- Born: Meta Davis 4 May 1900 San Fernando, Trinidad
- Died: 29 December 1978 (aged 78) The Bahamas
- Education: Trinity Girls School Bishop Anstey High School Royal Academy of Music
- Occupations: Pianist, composer, poet, playwright and cultural activist
- Children: Zoë Maynard
- Relatives: Kathleen Davis (sister) Allyson Maynard Gibson (granddaughter)

= Meta Davis Cumberbatch =

Bahamian activist, musician and poet (1900–1978)

Meta Davis Cumberbatch MBE (4 May 1900 – 29 December 1978) was a Trinidad-born pianist, composer, poet, playwright and cultural activist, who spent the majority of her life in The Bahamas, where she used her talents to enhance the country's cultural development, becoming known as the "Mother of the Arts". At the 2014 Independence anniversary celebrations in Nassau she was honoured as a Bahamian "Cultural Warrior".

==Biography==

Meta Davis was born in San Fernando, Trinidad, on 4 May 1900, to James Augustus Davis and Ruth O'Neill Davis, who were both originally from St. Vincent and the Grenadines. Meta's musical talent manifested itself early and she could pick out a tune on the piano before she could write her own name. After attending Trinity Girls School and Bishop Anstey High School in Port of Spain, Meta and her younger sisters Beryl and Kathleen were sent by their parents to England in 1919 with the intention that they study medicine at Bristol University.

However, as she stated in a 1972 interview, her ambitions lay elsewhere: "I couldn't even stand the sight of blood.... I begged my father not to send me because everyone knew me as 'Meta the Musician', and I loved music." She nevertheless did spend a short time at the university, though often so engrossed at the piano that she forgot to attend lectures. So from medical studies she transferred to the Royal Academy of Music, where she trained as a concert pianist, and would eventually win acclaim playing on the stages of Wigmore Hall, London, and Carnegie Hall in New York, as well as throughout Europe and the Caribbean.

In 1923, she married fellow Trinidadian Dr Roland Cumberbatch, and after he accepted a post through the Colonial Medical Service in 1926 the couple eventually settled in The Bahamas, helping to build the country and becoming part of the black professional opposition to racism. According to her grandson Dr Peter Maynard, author of the biography Great Awakening: Meta Davis Cumberbatch, "Mother of the Arts" (2010): "There were so many artistic and cultural forms that were not being widely expressed. ...She saw her purpose as developing the arts in the Bahamas."

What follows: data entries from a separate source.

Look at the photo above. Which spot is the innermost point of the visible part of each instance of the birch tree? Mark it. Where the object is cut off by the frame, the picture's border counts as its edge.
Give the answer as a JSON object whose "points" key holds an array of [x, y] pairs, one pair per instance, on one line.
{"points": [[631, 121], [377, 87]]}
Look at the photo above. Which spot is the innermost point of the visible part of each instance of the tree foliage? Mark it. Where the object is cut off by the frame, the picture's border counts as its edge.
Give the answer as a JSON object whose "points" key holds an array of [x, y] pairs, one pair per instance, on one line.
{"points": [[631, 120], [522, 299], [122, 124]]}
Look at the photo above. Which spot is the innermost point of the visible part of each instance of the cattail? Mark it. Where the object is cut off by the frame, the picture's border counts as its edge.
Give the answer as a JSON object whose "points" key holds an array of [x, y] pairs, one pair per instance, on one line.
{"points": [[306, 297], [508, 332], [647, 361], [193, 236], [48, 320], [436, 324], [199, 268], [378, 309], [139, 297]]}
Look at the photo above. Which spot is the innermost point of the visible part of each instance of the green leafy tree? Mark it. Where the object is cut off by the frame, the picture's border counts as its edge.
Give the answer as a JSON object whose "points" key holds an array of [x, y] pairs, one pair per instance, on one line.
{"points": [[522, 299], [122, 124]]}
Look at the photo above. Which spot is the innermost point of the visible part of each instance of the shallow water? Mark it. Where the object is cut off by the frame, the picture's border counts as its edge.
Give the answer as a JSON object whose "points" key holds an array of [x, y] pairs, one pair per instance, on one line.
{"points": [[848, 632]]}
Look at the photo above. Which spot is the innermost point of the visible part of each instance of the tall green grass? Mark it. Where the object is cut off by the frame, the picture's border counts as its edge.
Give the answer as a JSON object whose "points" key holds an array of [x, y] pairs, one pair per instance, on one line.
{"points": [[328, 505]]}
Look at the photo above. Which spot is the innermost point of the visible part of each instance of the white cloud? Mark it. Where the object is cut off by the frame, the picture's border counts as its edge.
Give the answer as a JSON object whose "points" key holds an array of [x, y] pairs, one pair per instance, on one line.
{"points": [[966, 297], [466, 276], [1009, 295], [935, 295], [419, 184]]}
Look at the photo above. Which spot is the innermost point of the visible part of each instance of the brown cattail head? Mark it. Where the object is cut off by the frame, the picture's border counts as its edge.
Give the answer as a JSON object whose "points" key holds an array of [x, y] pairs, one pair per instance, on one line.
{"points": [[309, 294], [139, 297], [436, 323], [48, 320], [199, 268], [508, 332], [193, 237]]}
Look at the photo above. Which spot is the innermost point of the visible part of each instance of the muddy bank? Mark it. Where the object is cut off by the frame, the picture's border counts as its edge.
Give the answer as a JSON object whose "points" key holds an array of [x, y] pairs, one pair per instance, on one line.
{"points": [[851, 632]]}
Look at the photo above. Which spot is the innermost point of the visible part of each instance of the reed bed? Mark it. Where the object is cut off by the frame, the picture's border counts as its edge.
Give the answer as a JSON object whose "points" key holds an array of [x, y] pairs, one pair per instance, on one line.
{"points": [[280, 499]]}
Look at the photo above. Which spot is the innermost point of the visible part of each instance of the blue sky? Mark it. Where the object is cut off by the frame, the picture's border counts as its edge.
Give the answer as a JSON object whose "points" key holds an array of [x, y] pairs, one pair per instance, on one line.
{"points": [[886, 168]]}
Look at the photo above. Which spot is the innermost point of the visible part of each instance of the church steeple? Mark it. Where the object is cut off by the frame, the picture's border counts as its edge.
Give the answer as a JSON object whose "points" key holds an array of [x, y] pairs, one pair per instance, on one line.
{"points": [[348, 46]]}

She taught piano, drama and dance (her protégés included Winston Saunders, Hubert Farrington, and Clement Bethel), and encouraged and promoted indigenous crafts using local materials. In the early 1960s, she originated and ran an annual national Festival of Arts and Crafts, as well as initiating the Dundas Centre for the Performing Arts. In addition to composing music, she wrote poetry, plays and essays – collected in Complete Works of Meta Davis Cumberbatch: Poems, Plays, Music and Essays, edited by Peter Maynard – and also helped to form the Council of Women and supported the women's suffrage movement.

In 1966, she was appointed a Member of the Most Excellent Order of the British Empire (MBE) "for public services in the Bahamas", and the award was presented by Queen Elizabeth II during her visit to the Caribbean in February that year.

Davis Cumberbatch died at home in the Bahamas on 29 December 1978, aged 78.

==Legacy==
In 2014, at the 41st Independence anniversary celebrations of The Bahamas under the theme "Celebrating our Culture: A Commitment to Peace", Meta Davis Cumberbatch was one of 41 "Cultural Warriors" honoured by the Bahamian government for dedicating their lives to cultural development.

Her work is included in the 2019 anthology New Daughters of Africa, edited by Margaret Busby.